The elastic nature of intermediate filaments is due the staggered assembly of their subunits into protofilaments and the high degree of lateral versus longitudinal interactions within the filaments. This structure promotes high tensile strength, toughness and long-range elasticity (reviewed in ).
No motor proteins have been identified to move along intermediate filaments as they lack polarity .
IFs exhibit a dynamic exchange of their constituent subunits, however this exchange rate is much slower than those observed with actin filaments or microtubules .
The soluble subunit for creating intermediate filaments is a tetramer. The tetramer is created from monomers in a stepwise fashion (as reviewed in ). First, two monomers associate via their central domains to form parallel helical coils around each other. This parallel dimer then associates with another parallel dimer in an antiparallel arrangement to form a staggered tetramer. The lateral association of eight tetramers results in the formation of a unit-length filaments (ULF). Two ULFs are able to anneal in an end-to-end fashion (i.e. longitudinally) to form a thick filament, approximately 16 nm in diameter. Further end-to-end annealing of ULFs results in filament elongation, which is followed by radial compaction to achieve the final intermediate filament diameter .

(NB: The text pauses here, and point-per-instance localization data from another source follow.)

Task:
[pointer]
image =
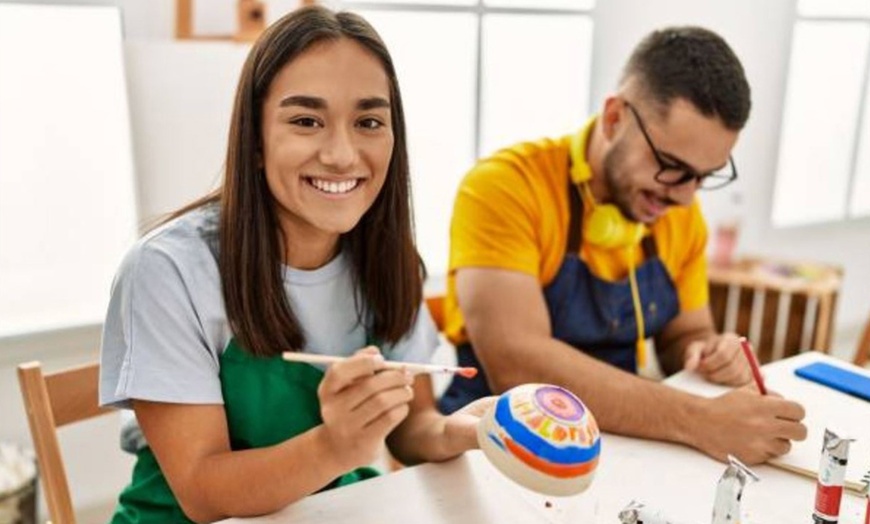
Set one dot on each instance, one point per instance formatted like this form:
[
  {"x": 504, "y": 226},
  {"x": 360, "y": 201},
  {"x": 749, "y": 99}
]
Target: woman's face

Keratin proteins comprise the two largest classes of intermediate filament proteins. Historically, the two types of keratin were grouped as acidic (type I) or basic (type II) according to the overall physical properties of their composite amino acids. Keratin proteins first assemble into dimers, with one acidic and one basic chain, then into protofilaments and finally into IFs. In 2006, a universal nomenclature for each of the then known keratin genes and proteins, which totaled 54 (28 type I and 26 type II), was established to achieve international consensus for their naming and classification .
The expression of particular acidic and basic keratins can be cell type specific. Keratins are found in epithelial tissues and their expression can be altered during the lifetime of a cell. Keratins provide vital internal support and cohesion to epithelial cell sheets. For example, the basal layer of epithelial cells that constantly divide and give rise to new skin cells (keratinocytes) become filled with keratin filaments as they mature. The keratin filaments anchor the skin cells to the extracellular matrix (ECM) at their base and to adjacent cells at their sides, through structures called hemidesmosomes and desmosomes, respectively. As these skin cells die, the layer of dead cells form an essential barrier to water loss. Consequently, mutations in keratin genes are known to be responsible for a variety of skin diseases. Keratin-containing structures are also located external to the epithelial cell layer (e.g. hair and nails).